Lauren Malka le rappelle : « lorsque les progressions dans l'histoire ont été menées par les femmes, elles se sont toujours accompagnées d'un retour de bâton. {...} Aujourd'hui, la pensée que les femmes et la nature subissent une maltraitance jumelle s'impose. Agissons pour des règles alimentaires faites pour nous. »

Céline Bruchet fait ce souhait que la médecine puisse se débarrasser de ses préjugés sur le corps des femmes et parvenir à une action de soin qui englobe l'environnement des patientes avant d'agir sur le comportement. C'est la ligne qui est poursuivie dans le centre Santé Commune de Vaulx en Velin : proposer des espaces d'échanges et de co-construction dignes avec les patientes en partant des possibles, des envies et des besoins individuels avant d'appliquer un "savoir froid".

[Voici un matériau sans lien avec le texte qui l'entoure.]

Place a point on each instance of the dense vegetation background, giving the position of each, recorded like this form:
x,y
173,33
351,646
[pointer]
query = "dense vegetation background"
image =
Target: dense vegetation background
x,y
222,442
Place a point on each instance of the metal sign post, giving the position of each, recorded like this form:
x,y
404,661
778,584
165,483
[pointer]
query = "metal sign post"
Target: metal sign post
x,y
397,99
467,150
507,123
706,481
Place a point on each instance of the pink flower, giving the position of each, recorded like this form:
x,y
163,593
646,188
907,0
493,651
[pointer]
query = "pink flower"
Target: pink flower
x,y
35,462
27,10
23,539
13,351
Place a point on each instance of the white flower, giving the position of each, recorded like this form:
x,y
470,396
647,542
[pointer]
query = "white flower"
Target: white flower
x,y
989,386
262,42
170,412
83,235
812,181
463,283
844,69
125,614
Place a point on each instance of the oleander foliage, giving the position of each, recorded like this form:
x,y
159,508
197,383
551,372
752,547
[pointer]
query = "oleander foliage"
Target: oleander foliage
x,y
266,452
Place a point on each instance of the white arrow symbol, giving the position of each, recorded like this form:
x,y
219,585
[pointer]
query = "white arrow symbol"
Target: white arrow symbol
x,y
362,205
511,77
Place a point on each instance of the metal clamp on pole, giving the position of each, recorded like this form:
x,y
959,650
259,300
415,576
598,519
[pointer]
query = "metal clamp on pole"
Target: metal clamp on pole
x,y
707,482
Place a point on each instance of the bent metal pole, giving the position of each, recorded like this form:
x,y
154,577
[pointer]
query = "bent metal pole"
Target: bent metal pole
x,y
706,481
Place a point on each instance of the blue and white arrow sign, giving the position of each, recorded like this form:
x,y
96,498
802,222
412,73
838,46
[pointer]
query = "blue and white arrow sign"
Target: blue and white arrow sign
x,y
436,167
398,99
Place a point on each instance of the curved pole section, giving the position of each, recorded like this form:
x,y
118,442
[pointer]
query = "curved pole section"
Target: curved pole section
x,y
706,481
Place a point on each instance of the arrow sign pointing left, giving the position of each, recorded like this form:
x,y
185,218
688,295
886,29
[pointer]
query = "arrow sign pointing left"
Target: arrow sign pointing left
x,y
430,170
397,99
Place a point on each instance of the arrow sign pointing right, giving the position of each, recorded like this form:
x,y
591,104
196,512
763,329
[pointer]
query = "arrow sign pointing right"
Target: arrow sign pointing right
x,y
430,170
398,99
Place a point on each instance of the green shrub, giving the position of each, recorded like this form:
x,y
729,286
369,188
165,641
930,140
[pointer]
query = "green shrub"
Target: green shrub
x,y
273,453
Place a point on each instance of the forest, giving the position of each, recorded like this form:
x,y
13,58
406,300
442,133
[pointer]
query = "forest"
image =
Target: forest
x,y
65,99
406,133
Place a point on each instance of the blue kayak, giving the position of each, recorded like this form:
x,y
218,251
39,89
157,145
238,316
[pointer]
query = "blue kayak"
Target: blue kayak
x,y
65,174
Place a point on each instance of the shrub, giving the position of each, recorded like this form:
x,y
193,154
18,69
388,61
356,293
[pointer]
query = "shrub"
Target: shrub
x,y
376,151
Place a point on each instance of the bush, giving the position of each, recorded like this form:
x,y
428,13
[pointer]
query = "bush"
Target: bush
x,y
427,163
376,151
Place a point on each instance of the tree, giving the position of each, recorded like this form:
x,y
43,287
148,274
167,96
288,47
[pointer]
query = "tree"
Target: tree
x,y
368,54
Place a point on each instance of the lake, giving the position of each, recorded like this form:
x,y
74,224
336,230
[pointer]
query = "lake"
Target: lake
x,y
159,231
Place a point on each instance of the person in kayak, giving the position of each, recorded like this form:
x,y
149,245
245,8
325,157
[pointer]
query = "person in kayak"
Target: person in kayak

La richesse des échanges et des regards évoqués en quelques bribes ici, ont posé la question de cette ré-appropriation collective, et ce, par toutes les entrées possibles. Les luttes se rejoignent pour demander de placer l'humain au cœur des directions et non plus à part du système, à part de son environnement. Ne plus voir les corps et les ressources comme des territoires à maîtriser et à exploiter, mais de les considérer et de les protéger dans leur diversité et pour leur richesse.
La soirée va se poursuivre dans un esprit festif avec le banquet et le DJ set. Danser, manger, partager les peines et les cultures pour entrevoir un monde plus solidaire, plus curieux et heureux de vivre ensemble. Ce n'est pas une utopie ni une naïveté. C'est une fierté vécue au quotidien au Faitout. Il n'y a rien de magique ou de facile, il faut se battre constamment, mais les faits sont là et indestructibles : sentir que les alternatives fonctionnent. Elles permettent de se savoir forts, car en lien et en sens.
Bouillon de Cultures s'inscrit dans le cadre du Miam Festival de la Métropole de Lyon. Coordonné par l'association Bellebouffe pour une mise en lumière des cultures alimentaire, de la solidarité et de l'engagement pour faire de l’alimentation un levier de justice sociale, de dialogue interculturel et d’expression citoyenne.